If h = 3, and dx/dt = 90, dθ/dt = -10?

Yes, assuming the airship is moving away, I would just use the magnitude of 10...what are the units associated with this number?

I would also observe that as $h$ increases, the magnitude of \(\displaystyle \frac{d\theta}{dt}\) decreases...does this agree with intuition?

 

[akbarali]

km/h ?

So, if it was moving towards the spotlight, the answer would be +10, correct?

Yes, that does seem to agree.

 

[MarkFL]

The unit of $\theta$ is the radian (rad), while the unit of $t$ is the hour (hr), so the units of \(\displaystyle \frac{d\theta}{dt}\) is \(\displaystyle \frac{\text{rad}}{\text{hr}}\).

Typically we aren't expected to be as strict with our units in a calculus course as we are in a calculus based physics course. If you look at the result:

\(\displaystyle \frac{d\theta}{dt}=-\frac{1\text{ km}}{(h\text{ km})^2}\cdot\frac{dx}{dt}\,\frac{\text{km}}{\text{hr}}\)

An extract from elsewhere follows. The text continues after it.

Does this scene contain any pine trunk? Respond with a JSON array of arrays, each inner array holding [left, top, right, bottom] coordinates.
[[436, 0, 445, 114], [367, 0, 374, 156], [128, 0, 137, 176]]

We see through dividing out units we have:

\(\displaystyle \frac{d\theta}{dt}=-\frac{1}{h^2}\cdot\frac{dx}{dt}\,\frac{1}{\text{hr}}\)

Now we see we must attach the dimensionless unit of the radian to be consistent with the units:

\(\displaystyle \frac{d\theta}{dt}=-\frac{1}{h^2}\cdot\frac{dx}{dt}\,\frac{\text{rad}}{\text{hr}}\)

 

[akbarali]

Thanks for all the help!

 

[MarkFL]

Glad to be of assistance! Feel free to post any other questions you have as well! (Cool)

 

[akbarali]

View attachment 794

My tutor sent me a (belated) response to this question. His method yields -9, as opposed to -10. Can you see why one answer should be correct over the other?

 

[MarkFL]

Your tutor assumed a horizontal distance of 3 km from the spotlight ($x=3\text{ km}$), whereas I assume the true distance from the spotlight, i.e., along the hypotenuse ($x^2+1^2=3^2$).

Your tutor also uses a negated version of the quotient rule, that I found somewhat confusing, but the difference in numbers comes from the difference in interpretation of the problem.

 

[akbarali]

I see it now. Yes, I believe the distance should definitely be along the hypotenuse as well.